I don't think I will ever look at a potato the same way again. I've always loved potatoes - baked or mashed or fried - and I've always considered them simple but satisfying food. But after visiting Walters Produce in Newdale, Idaho, I've gained a new respect for the lowly spud.
My sister and I have been on a road trip through Idaho, Wyoming and Montana, and tomorrow we will head for South Dakota. Our first stop was in Tetonia, Idaho - just west of the Grand Tetons. We opted to stay at a bed and breakfast in Idaho, rather than pay the exorbitant prices in Jackson, Wyoming. The Locanda di Fiori, or Inn of the Flowers, turned out to be more than we could possibly have imagined. It was, in short, perfection. The owner - Carol - has become our new best friend. Not only did she pay attention to every last detail, including Ralph Lauren sheets and towels, organic soaps, and herbal teas in our room, but her breakfasts are to die for. Our days started with fresh fruit, eggs, bacon, French toast, ham, and the best coffee west of the Mississippi. They continued with laughter, intelligent conversation, the last float trip of the season down the river in Jackson, Wyoming, with the Barker Ewing company, where we saw moose, river otters and bald eagles - to mention just a few things. Carol then bought us some wine at Dornan's restaurant in Moose - yes, that's Moose - Wyoming, with a spectacular view of the sunset over the Tetons. We laughed and talked and wound up having pizza and more wine as we watched the colors change.

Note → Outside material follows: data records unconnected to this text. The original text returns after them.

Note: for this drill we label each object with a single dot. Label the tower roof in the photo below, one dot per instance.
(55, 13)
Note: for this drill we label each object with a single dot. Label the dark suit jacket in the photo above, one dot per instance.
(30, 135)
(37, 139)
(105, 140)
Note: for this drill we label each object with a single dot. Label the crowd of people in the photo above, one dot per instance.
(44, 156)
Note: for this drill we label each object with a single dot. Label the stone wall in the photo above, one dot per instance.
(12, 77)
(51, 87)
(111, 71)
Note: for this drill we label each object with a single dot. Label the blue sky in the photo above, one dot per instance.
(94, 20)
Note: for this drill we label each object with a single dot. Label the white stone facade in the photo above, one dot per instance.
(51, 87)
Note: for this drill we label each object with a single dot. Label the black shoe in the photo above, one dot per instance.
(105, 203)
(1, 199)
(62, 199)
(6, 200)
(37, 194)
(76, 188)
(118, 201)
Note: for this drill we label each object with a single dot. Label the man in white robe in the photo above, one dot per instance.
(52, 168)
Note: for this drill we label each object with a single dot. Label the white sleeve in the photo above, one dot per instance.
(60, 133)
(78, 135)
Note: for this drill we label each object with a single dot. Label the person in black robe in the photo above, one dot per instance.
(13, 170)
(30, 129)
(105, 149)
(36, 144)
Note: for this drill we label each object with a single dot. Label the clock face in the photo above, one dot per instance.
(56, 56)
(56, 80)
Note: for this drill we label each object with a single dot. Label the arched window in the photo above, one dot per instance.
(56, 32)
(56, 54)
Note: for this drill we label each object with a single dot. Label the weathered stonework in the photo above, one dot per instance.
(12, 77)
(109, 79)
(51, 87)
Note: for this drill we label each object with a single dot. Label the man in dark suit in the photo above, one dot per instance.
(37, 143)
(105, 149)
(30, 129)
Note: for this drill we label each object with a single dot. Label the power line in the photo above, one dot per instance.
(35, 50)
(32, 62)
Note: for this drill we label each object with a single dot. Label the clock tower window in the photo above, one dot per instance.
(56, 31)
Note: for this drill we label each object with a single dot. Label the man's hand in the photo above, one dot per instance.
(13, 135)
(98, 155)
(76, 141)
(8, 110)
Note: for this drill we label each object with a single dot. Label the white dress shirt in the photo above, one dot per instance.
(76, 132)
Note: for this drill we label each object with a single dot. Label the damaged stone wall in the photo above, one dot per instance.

She then guided us back to the inn, where we changed into our suits and soaked in the hot tub for about an hour, sipping wine and practically listening to the stars crackle in the crisp night air. The next morning we said our goodbyes, and we headed off to Newdale. Carol had told us about the potato processing plant there and said that we had to visit it. At this point, we knew that we'd like anything she said, so we crossed the tracks, turned right, and drove down to the office.W. Jeffrey Walters and his brother are the third generation owners and operators of Walters Produce.
He took us on a tour of his facility, which processes something like 800,000 pounds of potatoes - mostly from Idaho. The soil in Idaho is volcanic - a rich, black soil which produces potatoes unlike any other kind in the U.S. Potatoes from farms owned and operated by the Walters family, as well as farms all over Idaho and surrounding states arrive daily by trucks. They are graded, sorted, washed, inspected, bagged, boxed, dried, shipped and stored - all in a giant, automated facility which employs hundreds of workers - many of whom are on a work program from the local prison.With every step through the plant, we inhaled the earthy smell of potatoes. Right now they are processing mainly russets, with some Yukon golds. At different times of the year, there are different varieties being processed. By the time we left, we absolutely needed to have some potatoes! We both opted for some of the medium sized ones - perfect for baking. He was so kind - he gave us a small bag of them, even though we only asked for 2! So far we haven't stayed anywhere where we have baked them, so we will probably go back with them in our suitcases. But what a fabulous souvenier! It beats a tee shirt any day!